15. A Buck-Boost converter is used to _________
A. Step down the voltage
B. Step up the voltage
C. Equalize the voltage
D. Step up and step down the voltage
Answer: D
The output voltage of the buck-boost converter is Vo = D×Vin ÷ (1-D. It can step up and step down the voltage depending upon the value of the duty cycle.
If the value of the duty cycle is less than .5 it will work as a buck converter and for a duty cycle greater than .5 it will work as a boost converter.

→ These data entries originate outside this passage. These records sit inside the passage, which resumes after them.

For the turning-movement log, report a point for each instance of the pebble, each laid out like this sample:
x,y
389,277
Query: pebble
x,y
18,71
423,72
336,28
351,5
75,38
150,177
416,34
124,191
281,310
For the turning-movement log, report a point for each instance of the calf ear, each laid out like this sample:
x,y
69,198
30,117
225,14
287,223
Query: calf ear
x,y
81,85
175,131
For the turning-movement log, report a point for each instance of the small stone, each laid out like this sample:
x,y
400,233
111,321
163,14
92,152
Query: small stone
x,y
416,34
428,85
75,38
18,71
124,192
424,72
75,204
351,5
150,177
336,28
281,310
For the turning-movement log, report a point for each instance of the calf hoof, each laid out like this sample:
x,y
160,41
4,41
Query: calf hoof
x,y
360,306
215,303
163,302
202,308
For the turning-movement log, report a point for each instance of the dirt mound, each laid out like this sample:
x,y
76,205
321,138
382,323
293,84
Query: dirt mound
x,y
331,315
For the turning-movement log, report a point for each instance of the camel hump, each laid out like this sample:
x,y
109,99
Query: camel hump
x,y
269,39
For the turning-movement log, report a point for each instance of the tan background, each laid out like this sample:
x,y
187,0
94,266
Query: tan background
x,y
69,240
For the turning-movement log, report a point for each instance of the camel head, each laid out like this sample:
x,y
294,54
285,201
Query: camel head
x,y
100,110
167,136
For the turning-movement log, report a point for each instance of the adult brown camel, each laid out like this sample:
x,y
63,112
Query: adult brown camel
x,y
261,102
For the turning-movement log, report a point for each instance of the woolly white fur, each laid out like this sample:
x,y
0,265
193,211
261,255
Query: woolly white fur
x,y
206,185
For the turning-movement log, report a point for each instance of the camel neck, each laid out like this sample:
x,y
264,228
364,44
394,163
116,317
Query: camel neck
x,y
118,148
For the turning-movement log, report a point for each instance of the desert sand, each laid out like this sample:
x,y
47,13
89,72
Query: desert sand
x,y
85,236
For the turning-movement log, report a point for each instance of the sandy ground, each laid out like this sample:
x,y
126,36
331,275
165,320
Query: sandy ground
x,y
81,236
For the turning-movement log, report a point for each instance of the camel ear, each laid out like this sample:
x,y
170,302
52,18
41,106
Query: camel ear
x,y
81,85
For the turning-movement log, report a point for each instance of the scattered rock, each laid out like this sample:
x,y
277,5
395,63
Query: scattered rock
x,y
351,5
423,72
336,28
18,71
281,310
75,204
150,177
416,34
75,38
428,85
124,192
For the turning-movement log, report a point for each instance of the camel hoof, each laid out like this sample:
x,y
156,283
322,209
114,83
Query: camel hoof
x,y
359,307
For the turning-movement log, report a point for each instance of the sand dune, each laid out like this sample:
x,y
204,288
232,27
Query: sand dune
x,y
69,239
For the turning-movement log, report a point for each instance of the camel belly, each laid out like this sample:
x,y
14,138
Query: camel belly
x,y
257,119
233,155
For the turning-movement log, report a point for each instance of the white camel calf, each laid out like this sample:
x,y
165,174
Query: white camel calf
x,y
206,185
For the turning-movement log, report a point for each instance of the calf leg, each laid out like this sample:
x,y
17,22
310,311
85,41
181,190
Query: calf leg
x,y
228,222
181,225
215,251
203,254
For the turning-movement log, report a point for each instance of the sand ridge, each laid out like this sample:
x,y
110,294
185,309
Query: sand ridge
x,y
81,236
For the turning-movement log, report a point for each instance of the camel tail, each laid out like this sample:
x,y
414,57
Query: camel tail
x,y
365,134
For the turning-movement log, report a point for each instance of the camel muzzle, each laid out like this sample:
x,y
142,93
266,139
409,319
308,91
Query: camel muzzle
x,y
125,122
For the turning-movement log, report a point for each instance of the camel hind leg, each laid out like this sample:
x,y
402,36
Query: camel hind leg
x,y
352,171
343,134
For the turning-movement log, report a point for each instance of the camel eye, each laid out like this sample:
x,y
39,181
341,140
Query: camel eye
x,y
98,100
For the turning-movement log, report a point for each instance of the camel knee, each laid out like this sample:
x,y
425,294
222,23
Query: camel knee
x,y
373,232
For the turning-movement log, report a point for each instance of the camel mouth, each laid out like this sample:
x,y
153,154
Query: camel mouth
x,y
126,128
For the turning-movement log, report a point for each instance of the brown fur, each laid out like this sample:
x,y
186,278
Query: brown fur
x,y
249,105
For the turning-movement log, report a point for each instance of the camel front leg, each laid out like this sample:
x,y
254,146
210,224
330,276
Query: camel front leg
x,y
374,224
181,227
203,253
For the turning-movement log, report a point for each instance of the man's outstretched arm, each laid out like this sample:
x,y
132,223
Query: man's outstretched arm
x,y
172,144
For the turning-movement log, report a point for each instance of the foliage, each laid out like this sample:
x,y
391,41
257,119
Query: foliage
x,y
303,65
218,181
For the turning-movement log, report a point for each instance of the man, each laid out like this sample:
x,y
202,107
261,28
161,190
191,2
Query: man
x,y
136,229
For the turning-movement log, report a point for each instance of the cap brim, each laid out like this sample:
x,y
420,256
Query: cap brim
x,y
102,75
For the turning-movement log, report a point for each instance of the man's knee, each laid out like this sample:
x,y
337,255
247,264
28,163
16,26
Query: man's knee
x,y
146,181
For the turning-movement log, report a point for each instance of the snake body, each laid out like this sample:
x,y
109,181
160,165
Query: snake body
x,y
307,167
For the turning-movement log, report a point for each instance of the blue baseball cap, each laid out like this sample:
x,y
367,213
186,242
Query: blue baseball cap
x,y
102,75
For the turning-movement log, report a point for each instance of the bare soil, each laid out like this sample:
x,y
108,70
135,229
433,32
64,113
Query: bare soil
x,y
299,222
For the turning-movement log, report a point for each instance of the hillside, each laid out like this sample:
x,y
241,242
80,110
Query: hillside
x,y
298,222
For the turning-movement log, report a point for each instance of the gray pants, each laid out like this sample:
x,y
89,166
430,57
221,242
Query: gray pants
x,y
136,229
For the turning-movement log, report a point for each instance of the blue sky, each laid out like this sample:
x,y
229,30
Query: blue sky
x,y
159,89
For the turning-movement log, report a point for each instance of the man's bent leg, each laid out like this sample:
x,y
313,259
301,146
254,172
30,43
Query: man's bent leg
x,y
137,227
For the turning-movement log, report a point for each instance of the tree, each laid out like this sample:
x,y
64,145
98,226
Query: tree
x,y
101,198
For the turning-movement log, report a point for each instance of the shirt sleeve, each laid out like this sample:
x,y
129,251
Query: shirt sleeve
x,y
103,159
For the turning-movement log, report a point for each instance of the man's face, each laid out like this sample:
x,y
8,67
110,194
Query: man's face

16. Which of the following converter circuit operations will be unstable for a large duty cycle ratio?
A. Buck converter
B. Boost converter
C. Buck-Boost converter
D. Boost converter and Buck-Boost converter
Answer: D
The output voltage of the buck converter and buck-boost converter are
Vo=Vin ÷ (1-D. and Vo = D×Vin ÷ (1-D) respectively.
When the value of the duty cycle tends to 1 output voltage tends to infinity.
17. Calculate the shaft power developed by a motor using the given data: Eb = 50V and I = 60 A. Assume frictional losses are 400 W and windage losses are 600 W.
A. 4000 W
B. 2000 W
C. 1000 W
D. 1500 W
Answer: B
Shaft power developed by the motor can be calculated using the formula P = Eb×I-(rotational losses) = 50×60 = 3000 – (600+400) = 2000 W. If rotational losses are neglected, the power developed becomes equal to the shaft power of the motor.
18. Which one of the following devices has low power losses?
A. MOSFET
B. IGBT
C. SCR
D. BJT
Answer: C
SCR is a minority carrier device due to which it experiences conductivity modulation and its ON state resistance reduction due to which conduction losses are very low.
19. Servo motors are an example of which type of load?
A. Pulsating loads
B. Short time loads
C. Impact loads
D. Short time intermittent loads
Answer: B
Servo motors are motors with control feedback. The motor can be AC or DC. This is an example of short-time loads. They have a high torque to inertia ratio and high speed.
20. Load torque of the crane is independent of _________
A. Speed
B. Seebeck effect
C. Hall effect
D. Thomson effect
Answer: A
The Load torque of the crane is independent of speed. They are short time intermittent types of loads. They require constant power for a short period.